Just out of interest - how many legacy apps are broken by this? I
assume it's a non-zero number, but wouldn't mind to be happily
surprised.
in the full install of FC1 and FC2 the number is zero - and Fedora has
exec-shield which does a couple of things more: it makes the heap
non-executable as well [this broke X], it randomizes the address-space
layout and has a 4:4 VM [which broke the Sun JVM].

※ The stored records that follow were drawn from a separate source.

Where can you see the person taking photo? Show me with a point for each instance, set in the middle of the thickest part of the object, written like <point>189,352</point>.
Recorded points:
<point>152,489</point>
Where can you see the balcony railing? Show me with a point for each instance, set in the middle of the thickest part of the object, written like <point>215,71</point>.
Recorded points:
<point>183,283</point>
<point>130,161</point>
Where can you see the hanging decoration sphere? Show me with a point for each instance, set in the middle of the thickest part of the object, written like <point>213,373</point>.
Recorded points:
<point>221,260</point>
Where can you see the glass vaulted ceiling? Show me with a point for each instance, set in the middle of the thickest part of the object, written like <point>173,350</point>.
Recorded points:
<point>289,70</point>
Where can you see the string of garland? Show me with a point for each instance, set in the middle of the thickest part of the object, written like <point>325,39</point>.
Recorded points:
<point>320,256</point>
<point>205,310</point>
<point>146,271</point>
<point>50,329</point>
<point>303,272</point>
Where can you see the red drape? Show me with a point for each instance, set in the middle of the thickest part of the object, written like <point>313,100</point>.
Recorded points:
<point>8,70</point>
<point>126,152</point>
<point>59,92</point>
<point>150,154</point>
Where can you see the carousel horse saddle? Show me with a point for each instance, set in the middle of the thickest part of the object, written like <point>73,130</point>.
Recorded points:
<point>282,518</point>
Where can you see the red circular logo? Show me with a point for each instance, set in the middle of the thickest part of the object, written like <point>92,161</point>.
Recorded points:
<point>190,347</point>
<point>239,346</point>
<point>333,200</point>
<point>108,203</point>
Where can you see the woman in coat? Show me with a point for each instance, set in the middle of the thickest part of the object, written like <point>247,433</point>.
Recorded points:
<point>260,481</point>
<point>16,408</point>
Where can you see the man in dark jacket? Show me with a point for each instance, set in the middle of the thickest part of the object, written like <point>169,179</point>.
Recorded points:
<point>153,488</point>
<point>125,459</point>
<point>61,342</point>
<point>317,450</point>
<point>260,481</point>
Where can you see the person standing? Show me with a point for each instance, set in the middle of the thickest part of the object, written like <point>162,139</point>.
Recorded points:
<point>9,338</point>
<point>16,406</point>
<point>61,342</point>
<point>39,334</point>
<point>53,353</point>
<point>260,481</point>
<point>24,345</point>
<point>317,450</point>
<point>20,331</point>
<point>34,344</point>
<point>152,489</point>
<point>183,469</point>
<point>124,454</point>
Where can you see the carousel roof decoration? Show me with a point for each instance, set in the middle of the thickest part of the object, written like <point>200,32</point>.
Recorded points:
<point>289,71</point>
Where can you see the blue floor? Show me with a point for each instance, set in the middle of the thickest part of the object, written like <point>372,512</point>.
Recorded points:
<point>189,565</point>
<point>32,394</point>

And do we have some way of on a per-process basis say "avoid NX
because this old version of Oracle/flash/whatever-binary-thing doesn't
run with it"?
we have three mechanisms for this in Fedora:
1) the PT_GNU_STACK flag itself - you can turn executability on/off
compile-time or even after the fact via the execstack(8) utility
Jakub wrote. This only affects the stack's executability - if an application assumes a non-PROT_EXEC mmap() can be executed it might
still break with NX - but based on experience with Fedora Core i'd
say there's almost no such application.
this method works in 2.6 too, since it supports PT_GNU_STACK. gcc's
PT_GNU_STACK mechanism is very conservative - e.g. if an application
does an asm() then gcc assumes that it might rely on stack executability
and emits the X flag. [applications can then turn this off in the source
if stack executability is not required.] Likewise, if gcc emits
trampolines then the X flag is emitted too. (glibc knows about
PT_GNU_STACK all across - so e.g. if a nonexec stack application
dlopen()s a library that needs stack executability then glibc makes the
stack executable on the fly via PROT_GROWSDOWN/GROWSUP.)
2) via a runtime method: via the i386 personality. So an application can
trigger the 'legacy' Linux VM layout by e.g doing 'i386 java
./test.class'.
this is a hack in Fedora - we wanted to have a finegrained runtime
mechanism just in case. But it would be nice to have this upstream too -
e.g. via a PERSONALITY_3G?
3) via a kernel boot parameter (exec-shield=0)
with the NX patch this becomes noexec=off [the same flag works on x86_64
too]. This method is the most inflexible one, and is a last-resort
thing. (Fedora also has a runtime global switch to turn off the VM
layout changes.)
here's a list of applications that we had to fix/work around in Fedora
when the VM layout changed:
- emacs _rebuild_. (it coredumps itself during build ... xemacs is OK.)
- some JDKs. Since they generate code and try to be as fast as possible they tend to rely more on VM details than normal applications.
- X's module loader assumed that brk was executable. (fixed)
- Wine. (it implements another OS so it's by definition very sensitive to layout changes.)